Outro detalhe é que as planilhas são maquiadas para fornecerem dados que não condizem com a realidade, para depois as empresas exigirem mais aumentos na tarifa. Qualquer monopólio exige muito esforço político, exige manter o poder político para manter o poder econômico. Todo monopólio mantém o poder com mão de ferro e é por isso que a repressão policial também segue na mesma proporção. Não há solução para o transporte público, não haverá enquanto as cidades continuarem a ser uma fonte de renda para as empresas. Outro aspecto importante é que as cidades, atualmente, estão organizadas para o automóvel. Há uma pressão para reduzir o transporte público, o número de veículos de passeio é muito grande em relação ao total de veículos (contando ônibus, caminhões, utilitários, etc.). A indústria do automóvel é um grande sistema que integra diversos produtores, fornecedores, distribuidores, etc., e seus interesses estão em criar uma cidade para o automóvel e não para a coletividade. A cidade, cada vez mais é pensada para o automóvel de passeio.
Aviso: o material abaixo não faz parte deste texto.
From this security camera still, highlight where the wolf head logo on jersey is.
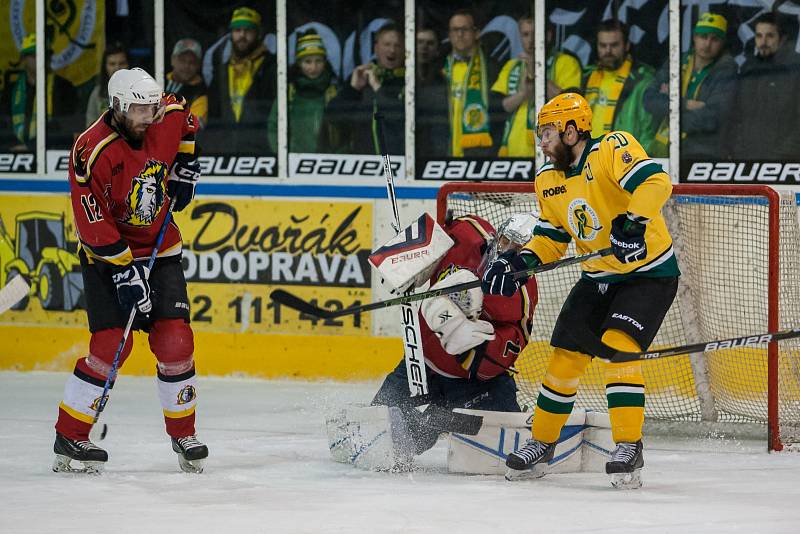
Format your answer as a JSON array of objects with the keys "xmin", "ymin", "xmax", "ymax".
[
  {"xmin": 567, "ymin": 198, "xmax": 603, "ymax": 241},
  {"xmin": 125, "ymin": 159, "xmax": 167, "ymax": 226}
]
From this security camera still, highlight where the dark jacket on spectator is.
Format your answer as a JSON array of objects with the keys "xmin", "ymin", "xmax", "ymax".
[
  {"xmin": 415, "ymin": 64, "xmax": 449, "ymax": 159},
  {"xmin": 644, "ymin": 52, "xmax": 737, "ymax": 160},
  {"xmin": 320, "ymin": 65, "xmax": 404, "ymax": 155},
  {"xmin": 206, "ymin": 43, "xmax": 277, "ymax": 155},
  {"xmin": 723, "ymin": 45, "xmax": 800, "ymax": 160}
]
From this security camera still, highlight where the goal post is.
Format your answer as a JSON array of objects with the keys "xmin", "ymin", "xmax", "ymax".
[{"xmin": 437, "ymin": 182, "xmax": 800, "ymax": 451}]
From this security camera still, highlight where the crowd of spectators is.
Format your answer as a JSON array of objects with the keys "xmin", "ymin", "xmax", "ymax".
[{"xmin": 3, "ymin": 6, "xmax": 800, "ymax": 163}]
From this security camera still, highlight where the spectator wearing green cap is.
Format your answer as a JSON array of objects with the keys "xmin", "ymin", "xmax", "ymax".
[
  {"xmin": 644, "ymin": 12, "xmax": 736, "ymax": 159},
  {"xmin": 268, "ymin": 30, "xmax": 337, "ymax": 153},
  {"xmin": 0, "ymin": 32, "xmax": 78, "ymax": 152},
  {"xmin": 207, "ymin": 6, "xmax": 277, "ymax": 154}
]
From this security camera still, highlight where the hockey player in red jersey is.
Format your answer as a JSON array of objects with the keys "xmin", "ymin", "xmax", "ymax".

Em muitos países há subsídios para o transporte público, em outros, ele é totalmente subsidiado pelo Estado, em outros é totalmente estatal. Aqui, os capitalistas olham os usuários como fonte inesgotável de renda e riqueza. Não abrirão mão de seus privilégios, mesmo sendo monopólios ou oligopólios. Os trabalhadores, na sua grande maioria, não são rentáveis para o sistema, são transportados para os seus lugares de trabalho e ganham pouco, não dá pra valorizar o sistema de transporte, no fundo ninguém quer esse tipo de negócio a não ser que seja um monopólio em grande perspectiva de segurança para o cálculo econômico.


Ao meu ver, a tarifa zero pode ser a única solução, mas mesmo assim, os trabalhadores continuarão a serem explorados em seus locais de trabalho, há pesquisas que indicam que com a tarifa zero, muitas regiões ganhariam em negócios, haveria maior circulação, os trabalhadores poderiam consumir mais. Mas isso também é um perigo, porque os pobres podem circular por todas as partes. Esse é outro problema nessa questão. O medo das elites em permitir que os pobres circulem com maior facilidade pelas ruas e pelos bairros também deve ser considerado para o cálculo econômico do transporte público, aqui em Mogi das Cruzes como em todas as cidades. Portanto, minha cara, há diversos elementos que contribuem para entendermos essa questão que é muito mais complexa e diversificada.